Elspeth and her brother’s parents were killed by the tyrannical Council for the crime of ‘sedition’. Both of their children still do not know what exactly this involved. They find themselves orphaned in a land ruled with an iron fist by a religious hierarchy that worships a god called Lud and rejects all technology. The few remaining fertile lands are controlled by the Council, who employ an enclave of clergy known as Herders to enforce their belief that the holocaust was a punishment from god and they are his chosen people. Some children are born with mutations due to radiation. The Council hunts them down and sends them to work on labour farms. Less obvious mutations can leave the child undiscovered for many years. These hidden mutants are referred to as Misfits and are greatly feared, for the Herders teach that they are possessed by demons.
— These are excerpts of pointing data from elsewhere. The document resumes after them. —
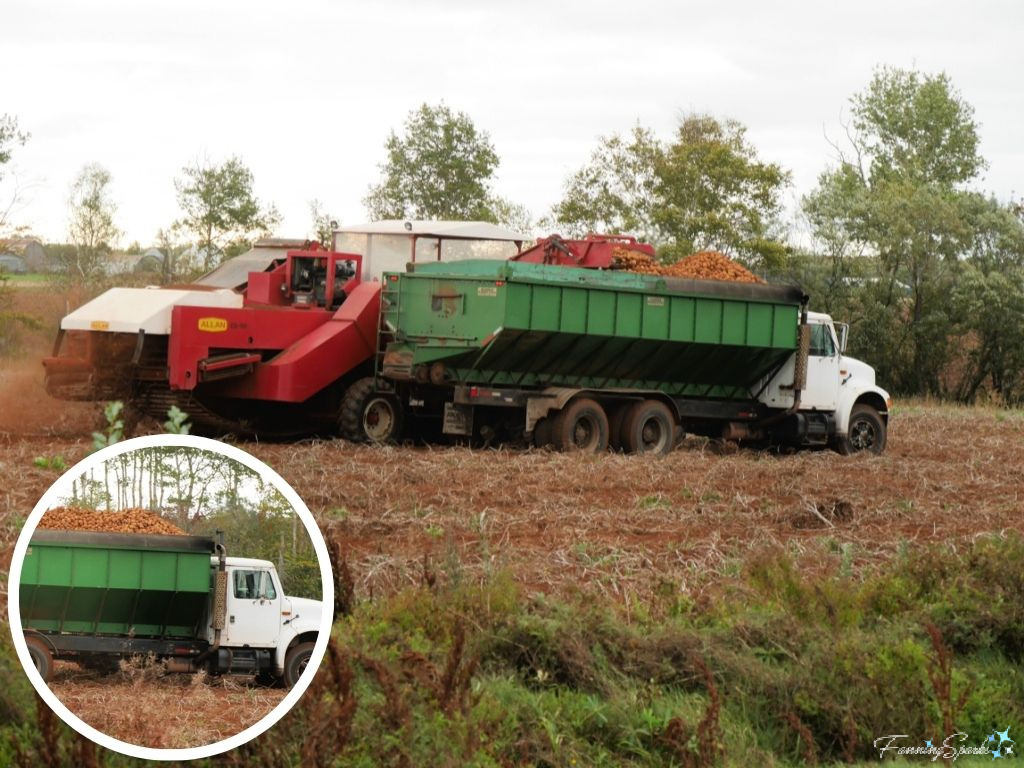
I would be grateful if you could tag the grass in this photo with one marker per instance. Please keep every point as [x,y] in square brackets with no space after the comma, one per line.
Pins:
[782,668]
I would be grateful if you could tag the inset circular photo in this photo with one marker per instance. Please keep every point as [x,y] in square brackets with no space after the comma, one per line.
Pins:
[170,597]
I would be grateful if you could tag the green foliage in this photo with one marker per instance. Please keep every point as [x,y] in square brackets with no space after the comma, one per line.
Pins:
[220,208]
[716,195]
[10,137]
[12,323]
[440,168]
[898,195]
[55,463]
[90,222]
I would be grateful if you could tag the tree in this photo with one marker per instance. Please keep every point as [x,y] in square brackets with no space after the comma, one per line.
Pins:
[987,302]
[90,221]
[440,168]
[220,208]
[714,194]
[616,189]
[899,189]
[10,137]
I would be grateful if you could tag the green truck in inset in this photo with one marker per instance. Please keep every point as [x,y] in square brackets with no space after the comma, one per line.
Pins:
[97,597]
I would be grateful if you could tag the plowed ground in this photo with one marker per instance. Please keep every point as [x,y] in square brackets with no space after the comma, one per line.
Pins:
[639,534]
[623,527]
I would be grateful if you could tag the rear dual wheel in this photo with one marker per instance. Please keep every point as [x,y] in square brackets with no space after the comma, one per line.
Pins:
[866,432]
[648,427]
[583,426]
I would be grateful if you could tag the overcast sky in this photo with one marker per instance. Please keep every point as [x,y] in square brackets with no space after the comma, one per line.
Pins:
[306,92]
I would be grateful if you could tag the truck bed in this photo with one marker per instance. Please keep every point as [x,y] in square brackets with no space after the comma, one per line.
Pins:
[525,325]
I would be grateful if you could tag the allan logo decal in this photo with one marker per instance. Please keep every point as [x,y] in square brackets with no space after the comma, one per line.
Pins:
[212,325]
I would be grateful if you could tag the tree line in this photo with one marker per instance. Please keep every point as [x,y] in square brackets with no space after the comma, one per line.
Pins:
[896,238]
[202,493]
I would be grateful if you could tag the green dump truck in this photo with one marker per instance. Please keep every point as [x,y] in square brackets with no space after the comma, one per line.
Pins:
[96,597]
[585,358]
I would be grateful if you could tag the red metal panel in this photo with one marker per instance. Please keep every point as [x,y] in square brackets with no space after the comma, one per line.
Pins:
[197,331]
[312,347]
[316,359]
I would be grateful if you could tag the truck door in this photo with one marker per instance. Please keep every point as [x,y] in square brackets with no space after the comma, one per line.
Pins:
[253,608]
[821,391]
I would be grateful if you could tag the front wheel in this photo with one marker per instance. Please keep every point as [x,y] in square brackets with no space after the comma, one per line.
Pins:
[865,433]
[649,428]
[370,416]
[296,662]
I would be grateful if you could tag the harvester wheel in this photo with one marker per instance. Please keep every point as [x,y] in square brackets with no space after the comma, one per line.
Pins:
[370,416]
[648,428]
[41,656]
[582,425]
[382,419]
[865,433]
[295,663]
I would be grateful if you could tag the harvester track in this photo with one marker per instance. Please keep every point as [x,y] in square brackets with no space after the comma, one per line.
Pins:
[156,399]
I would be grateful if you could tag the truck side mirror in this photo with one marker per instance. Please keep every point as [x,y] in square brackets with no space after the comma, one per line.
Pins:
[843,330]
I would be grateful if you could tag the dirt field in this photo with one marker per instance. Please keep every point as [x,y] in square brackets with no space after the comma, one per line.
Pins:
[640,534]
[615,525]
[194,709]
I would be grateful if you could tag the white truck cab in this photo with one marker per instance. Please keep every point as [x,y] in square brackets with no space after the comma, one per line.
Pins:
[259,617]
[836,394]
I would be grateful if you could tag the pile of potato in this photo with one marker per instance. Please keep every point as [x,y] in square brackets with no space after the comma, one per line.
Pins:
[123,521]
[705,265]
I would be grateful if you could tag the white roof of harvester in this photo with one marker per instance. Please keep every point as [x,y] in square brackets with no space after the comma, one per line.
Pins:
[132,309]
[466,229]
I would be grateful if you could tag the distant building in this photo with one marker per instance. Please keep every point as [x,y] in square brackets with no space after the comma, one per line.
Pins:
[30,251]
[12,264]
[151,261]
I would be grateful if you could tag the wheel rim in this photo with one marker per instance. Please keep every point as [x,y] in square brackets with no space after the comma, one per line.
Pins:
[652,435]
[378,419]
[585,433]
[862,435]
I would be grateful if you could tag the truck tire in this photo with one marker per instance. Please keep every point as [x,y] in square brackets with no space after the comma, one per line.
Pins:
[295,663]
[41,656]
[370,416]
[648,428]
[542,432]
[865,433]
[582,425]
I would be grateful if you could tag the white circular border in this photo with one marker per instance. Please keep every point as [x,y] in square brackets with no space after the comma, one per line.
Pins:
[189,753]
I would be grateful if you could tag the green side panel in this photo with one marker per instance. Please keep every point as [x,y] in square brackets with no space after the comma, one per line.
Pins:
[535,325]
[628,315]
[116,585]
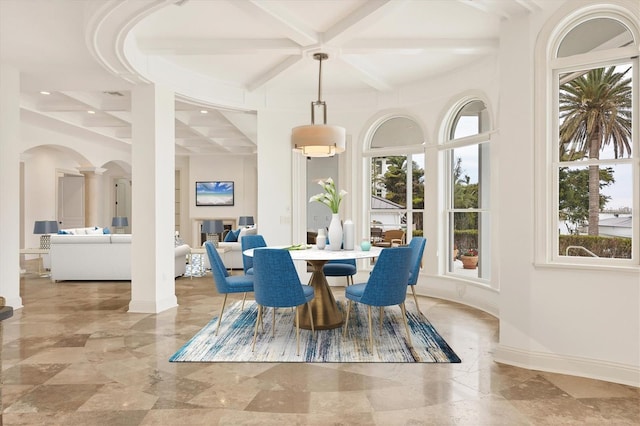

Elspeth is a Misfit. Her brother is unsympathetic, as over the years he has begun to confuse keeping them both safe from harm, with gaining power and prestige. He wants to become a Herder and is more concerned that if his sister’s secret is discovered, it may rob him of his chosen career. Despite the danger, Elspeth enjoys the abilities she has gained as a Misfit. Sometimes she has premonitions, she can hear thoughts and even, she learns after meeting an old cat named Maruman, speak telepathically to animals.
Then one day an agent from the secretive institution known as Obernewtyn arrives at the orphanage, hunting Misfits. Elspeth is denounced and taken across the blasted countryside to a mountainous fortress where a mysterious Dr. Seraphim is said to perform experiments on children born with mutations. There Elspeth is forced to endure endless days of hard labour, but she also discovers a sense of liberation through being in the company of her own kind. No one has ever seen the strange doctor who is said to run the institution, but occasionally children disappear from their bunks, only to be found later delirious and weakened. Elspeth and her new-found friends decide to plot their escape from Obernewtyn, fearing they will be next. The villainous Madam Vega and her pet Misfit Ariel have other plans for her though and soon she finds herself caught in a struggle between the forces of Obernewtyn and the hidden rebel army of Henry Druid.
Right, first things first, when I announced Children’s Literature Week, I mentioned in the comments that I wanted to get away from the books I had read as a child, primarily Tolkien and Lewis. Seems I have fallen at the second hurdle. Isobelle Carmody riffs shamelessly on Tolkien, even lifting whole lines from The Lord of the Rings and Germano-Celt names. At one point Elspeth has a vision of a giant eye searching for her. At times the book seems derivative of A Canticle for Leibowitz by Walter M. Miller Jr (dytopian religious fanatics) and The Sword of Shannara by Terry Brooks (nuclear holocaust creates fantasy world).
So I am sorry to say there is nothing here I have not read before. I could damn it with faint praise by saying it’s readable (Obernewtyn is like Hogwarts but more realistic, i.e. depressing), but it pains me to do so.